A few weeks ago, he pulled a semi-truck weighing around 1,400 pounds just to prove he could. Next on his agenda is an airplane, which he expects to weigh around 2,200 pounds.
Brodkin can’t actually move his legs, but he can lock his knees and stand. So to pull something heavy such as a truck he stands up and pulls on a rope in front of him, using almost solely upper body strength to move the truck, which sits behind him and is attached to his body with a harness.
A longtime workout enthusiast and gym rat, Brodkin is used to lifting heavy things. He’s also used to relying on his arms to push himself around. From his home on the west side of Manhattan, Brodkin wheels to and from the gym on most days, roughly 7 miles roundtrip.
Getting around may be more difficult for him than it is for most people, but Brodkin said it’s all relative.
“There’s a phrase I always say, and it’s that life is what you make it,” he said. “When you do the same thing every day, it becomes consistency versus work.”
He brings the same attitude to the gym, even when training to pull huge pieces of machinery — a goal he set after hearing someone say he wouldn’t be able to do it.
“I’m sorry, give me a reason,” he said. “And that’s basically when I started training for the semi pull.”
Brodkin said he hopes eventually to see more people with disabilities participating in similar events, but at the moment they’re few and far between.
“I don’t know anyone else who’s in a wheelchair who feels like pulling 1,400 pounds,” he said with a smile. “I’m just kind of trying to open doors, you know.
“Some people who are disabled, it seems to me they just do the bare minimum to get by; I want to do more than that.” Now 31 years old, Brodkin has visited all 50 states and has lived in several — Texas, New York, Florida, Massachusetts and Kansas. He takes pride in the number of people he’s befriended along the way. Brodkin was adopted when he was a baby and lived in Texas for most of his childhood. His dad was a podiatrist and his mom was an antique salesman, which he said gave his family a lot of opportunities to travel.
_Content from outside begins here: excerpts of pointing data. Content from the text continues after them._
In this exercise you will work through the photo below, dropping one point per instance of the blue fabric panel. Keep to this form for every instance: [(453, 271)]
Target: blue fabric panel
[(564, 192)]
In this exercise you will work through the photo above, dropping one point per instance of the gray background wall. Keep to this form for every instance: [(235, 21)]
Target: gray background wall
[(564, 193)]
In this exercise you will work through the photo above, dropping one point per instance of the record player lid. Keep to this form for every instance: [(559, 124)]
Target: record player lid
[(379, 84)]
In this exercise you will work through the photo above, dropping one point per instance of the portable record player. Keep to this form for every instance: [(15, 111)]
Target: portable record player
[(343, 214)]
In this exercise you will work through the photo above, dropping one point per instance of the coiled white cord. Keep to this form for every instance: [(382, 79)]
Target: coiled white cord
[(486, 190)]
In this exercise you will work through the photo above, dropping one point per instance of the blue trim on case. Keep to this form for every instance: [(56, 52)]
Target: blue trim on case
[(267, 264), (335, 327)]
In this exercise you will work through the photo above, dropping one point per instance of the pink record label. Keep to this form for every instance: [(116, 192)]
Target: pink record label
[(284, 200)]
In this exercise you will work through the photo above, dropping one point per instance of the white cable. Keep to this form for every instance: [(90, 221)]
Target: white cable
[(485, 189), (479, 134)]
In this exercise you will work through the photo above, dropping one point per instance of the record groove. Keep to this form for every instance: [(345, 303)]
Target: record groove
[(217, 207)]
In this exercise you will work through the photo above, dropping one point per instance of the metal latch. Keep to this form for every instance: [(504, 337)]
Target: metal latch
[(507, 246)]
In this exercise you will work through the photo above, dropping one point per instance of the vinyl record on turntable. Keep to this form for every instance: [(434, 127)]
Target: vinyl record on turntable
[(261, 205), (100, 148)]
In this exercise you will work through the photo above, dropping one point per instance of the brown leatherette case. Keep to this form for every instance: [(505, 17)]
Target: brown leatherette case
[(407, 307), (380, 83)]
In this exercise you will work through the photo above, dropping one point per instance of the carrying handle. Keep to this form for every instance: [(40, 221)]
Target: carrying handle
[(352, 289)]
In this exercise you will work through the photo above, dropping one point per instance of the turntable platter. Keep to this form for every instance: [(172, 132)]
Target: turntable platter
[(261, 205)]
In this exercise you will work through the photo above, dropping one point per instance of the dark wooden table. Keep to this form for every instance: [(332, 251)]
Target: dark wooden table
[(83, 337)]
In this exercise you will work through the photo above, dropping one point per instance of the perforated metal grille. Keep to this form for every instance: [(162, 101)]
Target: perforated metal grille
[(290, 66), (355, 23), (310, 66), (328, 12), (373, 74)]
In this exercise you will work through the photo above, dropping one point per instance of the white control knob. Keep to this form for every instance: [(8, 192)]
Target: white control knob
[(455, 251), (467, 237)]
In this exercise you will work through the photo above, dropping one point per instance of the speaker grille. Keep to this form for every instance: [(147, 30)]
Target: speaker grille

Though technically an only child in his adoptive family, he had a knack for finding siblings all around him.
“I try to befriend everyone who basically wants or needs a friend,” he said. When he was growing up, that sometimes meant inviting friends to come stay with him and his family for as long as they needed to. “Most of the kids that I brought in were having problems with their families, and they liked me and they liked my family,” he said. “So we just kind of fit them in.”
Brodkin has met many of his friends in Manhattan through the University Christian Church where he attends services and volunteers as a greeter.
One of his closest friends from the church is Chris Reinhardt, a K-State animal sciences professor, who said his first impression of Brodkin was his positive attitude and eagerness to get to know the people around him.
“He just accepts people very quickly and welcomes you into his family,” Reinhardt said. “He sort of collects family everywhere he goes, rather than relying like maybe the rest of us (do), closing off our walls and just calling our blood relatives our family.”
With connections across the country, Brodkin is able to move around often and explore new places. He lost both his parents fairly recently, so having a support network is more important than ever.
“Basically right now I’m just looking for a place to call home,” he said. “That’s the long and short of it.”
Brodkin is currently living in Manhattan for the third time, having moved here and back multiple times in recent years. Though a little way down the road, he said Colorado is where he’d like to go next.
“This is kind of my place in between places,” he said. “Kind of my little vacation home… just come to Manhattan, chill for a little while and then decide where else I want to go.”
Although he’s already decided on Colorado, Brodkin is putting off his next move until after he has added pulling an airplane to his list of personal achievements. He’s tentatively planning to hold the event sometime next spring.
Finding an airplane to pull would be a challenge for most people, but Brodkin isn’t worried — he has plenty of friends to help him out.